Small businesses are both a major customer segment and supplier segment for Sam’s Club. In this article, we will explore how to sell to Sam’s Club (with advice that is applicable to selling into other retailers) and how being a woman owned small business can be a major advantage in closing a deal with Sam’s Club or Walmart.
Before we dive into the details on this topic, we also suggest you check out Insightly, our recommended small business CRM. Visit Insightly to learn more.
How To Sell Into Sam’s Club
Sam’s Club, part of the Walmart organization, provides members which pay an annual fee with very big savings on bulk purchases. Unless you are a member, you cannot shop. Sam’s Club encourages small businesses to sign-up for membership by offering “business members” perks like extended store hours. While Sam’s Club doesn’t release the exact number of business memberships, they do say that the majority of business members are companies with less than five employees, and that this group is a major component of their overall customer base. Some businesses do a great job of selling to small businesses, but they don’t do as well of a job buying from and supporting small businesses. How does Sam’s Club do it?

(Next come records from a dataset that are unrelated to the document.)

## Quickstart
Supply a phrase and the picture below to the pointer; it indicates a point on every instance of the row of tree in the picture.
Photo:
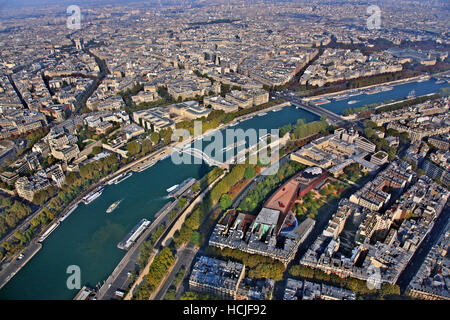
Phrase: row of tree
(158, 269)
(356, 285)
(257, 266)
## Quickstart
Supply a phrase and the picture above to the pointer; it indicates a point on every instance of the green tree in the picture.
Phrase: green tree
(249, 173)
(154, 136)
(133, 148)
(225, 202)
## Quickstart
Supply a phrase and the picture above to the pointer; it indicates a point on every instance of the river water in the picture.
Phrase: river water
(88, 238)
(400, 91)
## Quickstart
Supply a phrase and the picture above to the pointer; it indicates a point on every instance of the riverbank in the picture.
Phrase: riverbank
(392, 83)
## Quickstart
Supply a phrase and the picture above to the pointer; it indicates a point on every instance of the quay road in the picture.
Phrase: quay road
(15, 265)
(420, 254)
(119, 277)
(318, 110)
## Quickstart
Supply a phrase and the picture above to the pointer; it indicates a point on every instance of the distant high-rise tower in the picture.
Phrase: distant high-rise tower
(78, 44)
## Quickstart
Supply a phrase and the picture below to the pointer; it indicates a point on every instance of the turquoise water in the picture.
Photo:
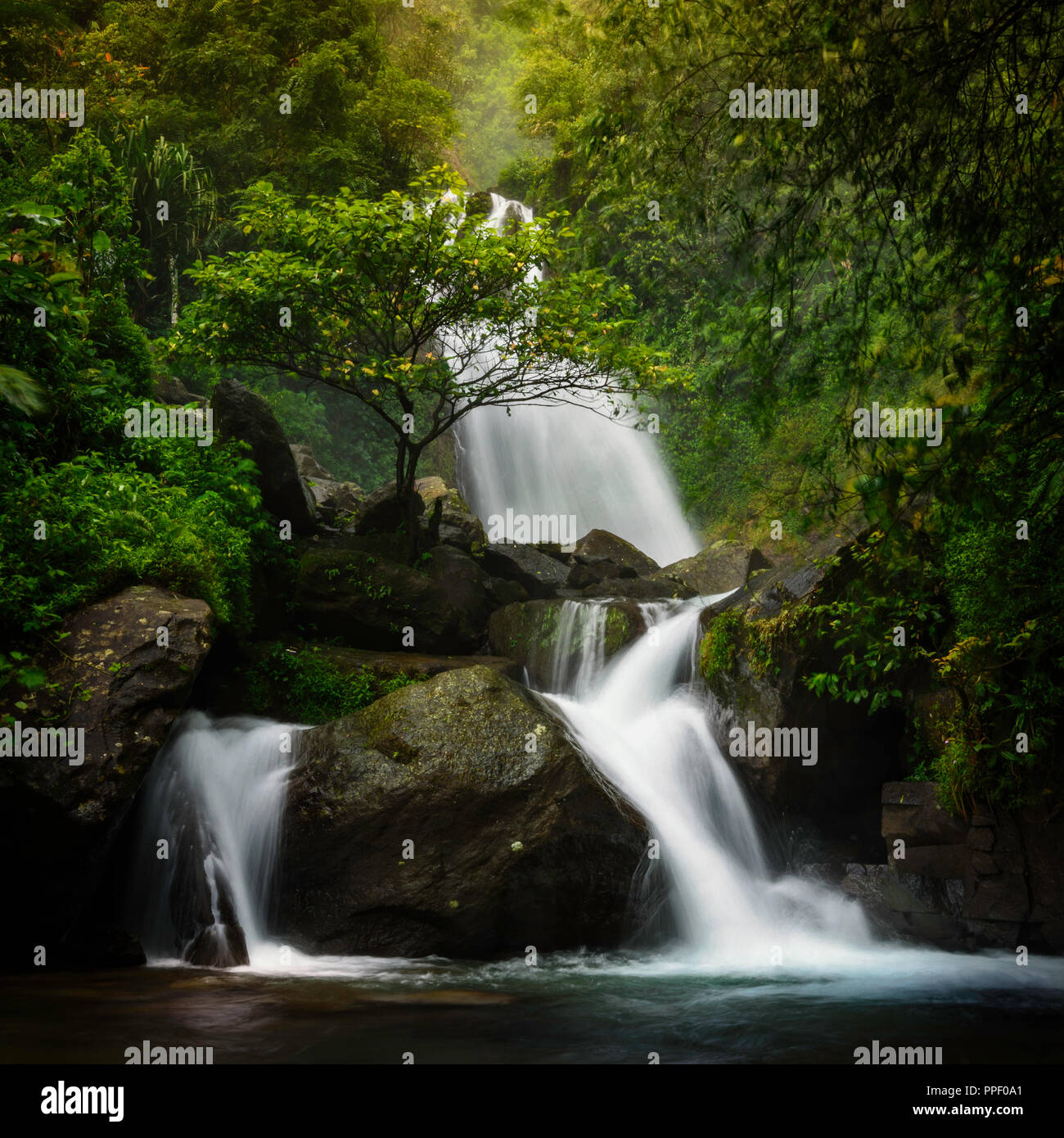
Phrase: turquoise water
(568, 1009)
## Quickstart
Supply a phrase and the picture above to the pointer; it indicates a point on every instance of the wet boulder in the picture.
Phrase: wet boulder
(615, 557)
(122, 688)
(384, 511)
(428, 823)
(371, 600)
(544, 636)
(719, 569)
(539, 575)
(241, 413)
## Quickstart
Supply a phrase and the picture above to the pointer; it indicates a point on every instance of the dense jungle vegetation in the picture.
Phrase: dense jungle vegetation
(905, 251)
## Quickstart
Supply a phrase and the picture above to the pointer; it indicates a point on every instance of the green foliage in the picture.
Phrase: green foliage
(183, 517)
(375, 291)
(719, 648)
(306, 686)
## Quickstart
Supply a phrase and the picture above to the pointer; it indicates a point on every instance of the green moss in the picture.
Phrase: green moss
(309, 688)
(719, 653)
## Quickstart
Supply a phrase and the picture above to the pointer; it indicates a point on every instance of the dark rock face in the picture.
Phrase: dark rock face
(72, 814)
(511, 846)
(458, 525)
(172, 391)
(532, 632)
(638, 589)
(308, 466)
(242, 414)
(367, 598)
(541, 576)
(384, 513)
(601, 548)
(856, 752)
(991, 881)
(336, 501)
(723, 567)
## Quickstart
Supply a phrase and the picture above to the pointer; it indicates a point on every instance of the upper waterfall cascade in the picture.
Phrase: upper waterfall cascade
(570, 460)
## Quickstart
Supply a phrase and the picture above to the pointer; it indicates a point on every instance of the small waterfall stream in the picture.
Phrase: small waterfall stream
(210, 823)
(570, 460)
(215, 796)
(643, 723)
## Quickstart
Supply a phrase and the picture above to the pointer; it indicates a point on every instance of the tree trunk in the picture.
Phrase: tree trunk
(174, 300)
(405, 476)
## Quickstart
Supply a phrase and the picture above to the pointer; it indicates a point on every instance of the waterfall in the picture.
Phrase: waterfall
(570, 461)
(643, 723)
(207, 840)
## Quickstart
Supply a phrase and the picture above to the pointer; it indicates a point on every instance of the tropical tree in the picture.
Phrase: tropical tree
(417, 312)
(174, 201)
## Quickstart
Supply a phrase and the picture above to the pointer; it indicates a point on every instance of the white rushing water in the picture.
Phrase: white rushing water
(570, 461)
(647, 733)
(216, 793)
(215, 796)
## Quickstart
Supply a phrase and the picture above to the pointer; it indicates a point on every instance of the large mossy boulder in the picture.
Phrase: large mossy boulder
(723, 567)
(539, 574)
(545, 639)
(452, 817)
(241, 413)
(122, 671)
(356, 589)
(601, 548)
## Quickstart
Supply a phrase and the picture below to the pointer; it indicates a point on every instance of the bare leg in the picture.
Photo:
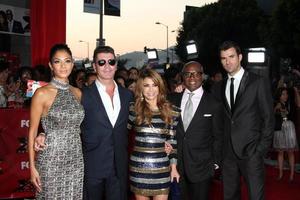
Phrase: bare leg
(291, 157)
(161, 197)
(280, 159)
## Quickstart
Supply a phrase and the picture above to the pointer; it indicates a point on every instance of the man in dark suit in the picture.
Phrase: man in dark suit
(248, 125)
(13, 25)
(199, 134)
(104, 131)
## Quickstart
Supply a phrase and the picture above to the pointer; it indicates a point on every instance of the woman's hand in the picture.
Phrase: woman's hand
(179, 88)
(35, 179)
(174, 173)
(39, 142)
(168, 148)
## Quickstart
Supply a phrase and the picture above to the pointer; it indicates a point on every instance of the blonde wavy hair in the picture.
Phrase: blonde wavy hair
(142, 108)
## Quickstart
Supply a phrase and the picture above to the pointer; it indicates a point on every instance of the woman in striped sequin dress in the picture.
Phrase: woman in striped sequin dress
(154, 120)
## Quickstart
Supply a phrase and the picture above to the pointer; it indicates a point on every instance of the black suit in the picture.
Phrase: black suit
(248, 131)
(104, 146)
(199, 147)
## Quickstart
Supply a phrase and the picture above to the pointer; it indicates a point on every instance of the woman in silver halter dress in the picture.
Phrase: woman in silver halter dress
(58, 170)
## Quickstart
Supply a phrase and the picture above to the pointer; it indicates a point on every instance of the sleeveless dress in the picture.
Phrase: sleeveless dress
(285, 139)
(149, 165)
(60, 164)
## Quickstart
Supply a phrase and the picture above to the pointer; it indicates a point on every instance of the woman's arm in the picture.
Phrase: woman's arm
(36, 111)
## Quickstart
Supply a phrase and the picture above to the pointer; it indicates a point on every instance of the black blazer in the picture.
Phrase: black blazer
(99, 136)
(200, 147)
(250, 126)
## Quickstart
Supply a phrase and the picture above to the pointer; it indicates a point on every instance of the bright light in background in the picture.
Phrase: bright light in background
(152, 54)
(256, 57)
(132, 31)
(191, 48)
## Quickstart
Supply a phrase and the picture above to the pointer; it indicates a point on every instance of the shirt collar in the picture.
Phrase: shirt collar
(197, 92)
(103, 87)
(238, 75)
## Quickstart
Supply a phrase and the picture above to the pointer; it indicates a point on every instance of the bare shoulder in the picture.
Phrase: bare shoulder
(44, 96)
(77, 92)
(44, 93)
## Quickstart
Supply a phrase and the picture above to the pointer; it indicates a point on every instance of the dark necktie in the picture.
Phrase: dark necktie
(231, 93)
(188, 112)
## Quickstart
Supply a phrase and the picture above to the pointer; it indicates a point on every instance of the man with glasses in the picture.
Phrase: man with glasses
(104, 131)
(199, 134)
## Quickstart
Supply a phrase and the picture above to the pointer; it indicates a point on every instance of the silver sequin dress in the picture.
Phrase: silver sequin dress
(60, 165)
(149, 167)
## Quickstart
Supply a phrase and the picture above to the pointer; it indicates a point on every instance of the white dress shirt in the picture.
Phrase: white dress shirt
(196, 98)
(113, 107)
(236, 83)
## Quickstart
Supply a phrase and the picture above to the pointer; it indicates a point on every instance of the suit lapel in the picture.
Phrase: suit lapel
(199, 111)
(122, 104)
(226, 104)
(178, 103)
(99, 103)
(242, 87)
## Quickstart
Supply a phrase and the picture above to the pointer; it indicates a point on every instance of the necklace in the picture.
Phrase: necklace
(60, 84)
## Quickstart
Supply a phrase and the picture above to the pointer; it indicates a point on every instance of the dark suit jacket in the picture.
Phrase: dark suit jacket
(200, 147)
(250, 126)
(104, 146)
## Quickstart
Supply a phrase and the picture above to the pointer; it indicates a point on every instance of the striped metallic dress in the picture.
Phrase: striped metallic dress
(149, 167)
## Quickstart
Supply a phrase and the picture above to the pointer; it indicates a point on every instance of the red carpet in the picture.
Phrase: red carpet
(275, 190)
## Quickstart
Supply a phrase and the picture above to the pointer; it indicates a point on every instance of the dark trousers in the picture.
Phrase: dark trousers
(104, 188)
(194, 191)
(253, 171)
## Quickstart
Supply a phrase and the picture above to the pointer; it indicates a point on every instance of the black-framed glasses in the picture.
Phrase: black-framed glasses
(102, 62)
(190, 74)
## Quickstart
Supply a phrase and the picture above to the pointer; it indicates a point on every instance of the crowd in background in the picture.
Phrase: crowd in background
(13, 84)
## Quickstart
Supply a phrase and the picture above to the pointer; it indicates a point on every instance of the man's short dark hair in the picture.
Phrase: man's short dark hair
(103, 49)
(230, 44)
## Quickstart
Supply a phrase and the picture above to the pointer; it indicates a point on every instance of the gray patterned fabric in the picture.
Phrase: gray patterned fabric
(60, 165)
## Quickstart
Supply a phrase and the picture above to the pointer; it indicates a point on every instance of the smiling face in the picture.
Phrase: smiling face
(106, 71)
(231, 60)
(61, 65)
(192, 76)
(150, 90)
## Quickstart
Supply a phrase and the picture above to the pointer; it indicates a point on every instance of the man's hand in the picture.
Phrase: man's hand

To answer these questions, I interviewed Sam’s Club VP, Mikaela Wardlaw Lemmon. She discussed three different ways in which Sam’s Club and Walmart help small businesses sell more merchandise through their stores: a commitment to buying from small businesses, initiatives to market products from small businesses, and education to make small businesses more effective in their approach to sell the store. Sourcing – Walmart and Sam’s Club just completed a five year initiative to source $20 billion of merchandise from small businesses. Marketing – Walmart has a special program which highlights products made by women owned small businesses. Education – Sam’s Club and Walmart provide educational materials on how to make better (more successful) presentations to buyers.
Mikaela pointed me to the following video which features the Chief Merchandising Officer of Sam’s Club, Charles Redfield, talking about how to sell to Sam’s Club and Walmart. The video has some very helpful advice for your buyer presentation. Here is a summary of some of the key points.
Lead with your product – One common mistake made by presenters is they use to much of their presentation (which is typically limited to between 30 minutes and 1 hour) on their company history or manufacturing capabilities. The first priority is convincing buyers that you have a great product that will be a hit with their customers. To do this, it’s very important to provide samples of your product for the buyers to see during the presentation.
Do the market research – Sam’s Club customers come into stores with certain expectations, which are different than a Walmart customer. A Sam’s Club customer is going to expect to be able to buy a large quantity / size of a product at an amazing price. If you’re trying to sell into Sam’s Club, you are going to need to have a product offering which fits the expectations of those buyers. Before you have your meeting with the buyer, you should visit stores to see what already exists in your product category and what is the retail price point. In the meeting with the buyer, be ready to explain how your offering is better or different than what they are currently selling.
Know your cost structure – Sam’s Club and Walmart move a tremendous amount of merchandise. A single order might be more product than your company typically sells in many months. By producing in larger quantities, your business should be able to substantially lower your production costs. Buyers will expect you to know how larger production runs will impact your costs and be able to price your product accordingly.
(Business owner Tabitha Birdsong of Memphis, TN, participated in Walmart’s 2014 “Open Call” for U.S. Suppliers. Her confections are featured in Sam’s Club Showcase Events and Memphis-area Walmart stores. View this video to get advice from Tabitha on growing a business)
It’s not only about costs – It’s About Sales
Does knowing that a product was produced by a Women Owned Business make a difference in a customer’s decision to buy it? Walmart and Sam’s Club believe it does. In a survey of Walmart customers, 90% of customers said knowing that product was made by a women owned business would influence their decision to buy it.
With this in mind, the company has invested in creating a “badge” which can be displayed on products which are from woman owned business. Only companies which go through a certification process with either the WBENC (US companies) or WeConnect International (non-US companies) can use the badge on their products. To be certified, a business needs to show that the company is 51% owned by women entrepreneurs.
If you are a woman owned business and want to sell into Walmart or Sam’s Club, having this certification can be a major differentiator between you and your competitors.
Sam’s Club and Walmart want to help small businesses and buy billions of dollars per year from small businesses. However, the small businesses have to be able to provide them products their customers want at great price points.